Unlike Van Helsing where players go off on an adventure with the titular character and his ghost partner Katarina, players will instead play one of three different characters. Each have their own strengths and weaknesses depending on the situation but each are equally useful in their respective ranges of combat. The Mercenary takes the Melee approach fending off the creatures of the Ink with large two handed weapons while the Sorceress and Marksmen take longer ranged approaches with Magic and Bullets.

Designed as a Tower Defense first, and a Hack and Slash second, changes up the overall pace compared to the pure Hack and Slash with Tower Defense elements. This has allowed for a completely different experience while keeping multiple tried and true elements that we have already seen by Neocore. What I truly enjoyed was that while your character gains experience, levels up, learns new skills, and acquires upgrade points for traps and towers, the one-man-army approach cannot be used even with decent equipment. Never did it feel like I was a god amongst mortals as I scrambled to upgrade and make new defenses to help me push back the creatures heading for the portals.

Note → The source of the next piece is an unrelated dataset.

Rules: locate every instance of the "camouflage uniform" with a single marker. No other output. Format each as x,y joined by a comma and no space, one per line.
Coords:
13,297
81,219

Each character has their own individual skill trees that can be tinkered with until the right balance has been found for an individuals play style. At any time if a particular skill allocation doesn’t work out as well as it was thought that it could be, it can be removed for a small cost that adds up as multiple skills are reallocated.

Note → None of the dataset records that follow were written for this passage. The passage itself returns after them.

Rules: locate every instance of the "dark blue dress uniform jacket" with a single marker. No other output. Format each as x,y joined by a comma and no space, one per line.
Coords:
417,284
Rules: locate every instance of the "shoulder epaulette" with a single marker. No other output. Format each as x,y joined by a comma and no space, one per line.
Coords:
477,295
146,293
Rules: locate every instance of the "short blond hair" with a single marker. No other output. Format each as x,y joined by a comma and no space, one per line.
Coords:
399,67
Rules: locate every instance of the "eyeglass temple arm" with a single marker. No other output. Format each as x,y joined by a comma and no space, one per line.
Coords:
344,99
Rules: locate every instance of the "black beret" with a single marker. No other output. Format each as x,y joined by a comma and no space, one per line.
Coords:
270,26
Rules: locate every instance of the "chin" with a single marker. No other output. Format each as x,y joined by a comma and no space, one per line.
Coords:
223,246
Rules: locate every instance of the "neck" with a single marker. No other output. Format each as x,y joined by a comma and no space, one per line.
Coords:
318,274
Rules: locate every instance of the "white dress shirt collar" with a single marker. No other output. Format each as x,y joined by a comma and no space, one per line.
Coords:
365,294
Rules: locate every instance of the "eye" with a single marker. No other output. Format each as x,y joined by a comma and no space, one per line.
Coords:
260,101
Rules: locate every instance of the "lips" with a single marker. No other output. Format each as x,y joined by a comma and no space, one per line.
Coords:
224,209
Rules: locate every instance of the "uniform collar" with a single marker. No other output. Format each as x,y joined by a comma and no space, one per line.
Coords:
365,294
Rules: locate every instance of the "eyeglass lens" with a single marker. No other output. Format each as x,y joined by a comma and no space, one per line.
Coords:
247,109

Players are not required to maintain and repair defenses, which, with everything else going on is a good thing. That being said, defenses will still need to be upgraded and players will still need to find out what works best for them if they are going to succeed. The defenses themselves come in several varieties though each can only be used within designated spaces and are not interchangeable. This alone can significantly up the difficulty as sometimes it can be the weakest defenses that stand between your portal and the enemies. The trap types available are: mechanical, magical, and summing traps. Like each character, every defense has enemies that they are both strong or weak against it sometimes making preferred defenses rather useless in certain situations.

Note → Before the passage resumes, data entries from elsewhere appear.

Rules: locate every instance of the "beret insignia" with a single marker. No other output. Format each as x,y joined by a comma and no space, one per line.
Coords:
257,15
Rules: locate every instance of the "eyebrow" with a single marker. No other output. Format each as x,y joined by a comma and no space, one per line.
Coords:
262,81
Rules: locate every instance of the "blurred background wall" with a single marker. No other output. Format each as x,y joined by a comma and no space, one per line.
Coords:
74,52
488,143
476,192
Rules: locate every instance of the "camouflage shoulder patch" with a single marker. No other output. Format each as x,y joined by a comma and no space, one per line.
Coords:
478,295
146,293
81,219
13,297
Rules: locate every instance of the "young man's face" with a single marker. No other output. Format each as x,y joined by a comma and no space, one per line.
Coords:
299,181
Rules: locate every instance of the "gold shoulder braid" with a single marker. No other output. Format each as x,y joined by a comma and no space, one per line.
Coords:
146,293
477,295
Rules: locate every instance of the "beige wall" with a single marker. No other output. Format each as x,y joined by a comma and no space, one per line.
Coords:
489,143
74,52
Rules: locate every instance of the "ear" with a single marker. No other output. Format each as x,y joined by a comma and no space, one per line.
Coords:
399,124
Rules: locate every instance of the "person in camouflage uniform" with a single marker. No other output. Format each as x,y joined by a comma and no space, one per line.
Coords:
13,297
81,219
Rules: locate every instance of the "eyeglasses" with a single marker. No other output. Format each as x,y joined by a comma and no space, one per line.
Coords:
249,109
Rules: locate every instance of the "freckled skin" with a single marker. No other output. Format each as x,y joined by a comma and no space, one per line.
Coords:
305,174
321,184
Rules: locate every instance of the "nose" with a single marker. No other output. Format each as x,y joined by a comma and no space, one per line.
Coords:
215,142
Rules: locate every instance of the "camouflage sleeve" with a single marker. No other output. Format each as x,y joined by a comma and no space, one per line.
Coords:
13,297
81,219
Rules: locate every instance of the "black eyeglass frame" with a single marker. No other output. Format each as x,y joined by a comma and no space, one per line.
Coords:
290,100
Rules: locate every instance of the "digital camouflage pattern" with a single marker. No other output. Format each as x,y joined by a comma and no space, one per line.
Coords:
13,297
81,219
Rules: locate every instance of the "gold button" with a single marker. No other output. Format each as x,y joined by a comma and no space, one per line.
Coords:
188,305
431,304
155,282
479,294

Like your individual character, each tower contains different forms of upgrades. The first are the passive types which can be stacked and are active as soon as the defense is placed down. These cost nothing more and are part of the defense’s base cost. The second are upgrades that have to first be selected with skill points and then purchased while in the map. These upgrades have to be done to each individual defense placement and can tie into how defensive you want specific locations to be as you don’t necessarily have to upgrade each and every one.

Multiplayer was something that surprised me a little bit. Generally when switching from Single Player over to Multiplayer players can expect the same experience. Instead of this however, loading up the multiplayer portions with my Player 2 showed different design ideas which changed the solo experience. Instead of following the same patterns, enemies instead follow different paths to support the addition of extra players. What also stood out was how much harder things felt. While true that I went into the multiplayer section with a new character from having almost completed the main campaign at that point in time, Normal on Multiplayer felt like Hard in Single Player which was simply put, awesome. Changing things up that fundamentally was more than worth playing through the levels again with a partner as it produced a different set of challenges.

The only real issue that I can say that I had with Deathtrap was when it came to creating or joining a game with Player 2. While Van Helsing had an awesome interface with game names and players making things extremely easy to find, Deathtrap currently has one button that says Find Game. That’s it. Thankfully being on the same network her game was the first to come up but even at that sometimes it could take the better part of a minute or two. Hopefully the interface can be moved over to something like which is supported within Van Helsing.

Deathtrap hits it out of the park with the proper blend of the Tower Defense and the Hack and Slash elements. Hopefully we get to see some better multiplayer menus to set up games in the near future, but short of that everything looked and felt stellar both while playing Single and Multiplayer.

Now I wait for the end of the Van Helsing Trilogy which I hope contains parts of what can be found within Deathtrap!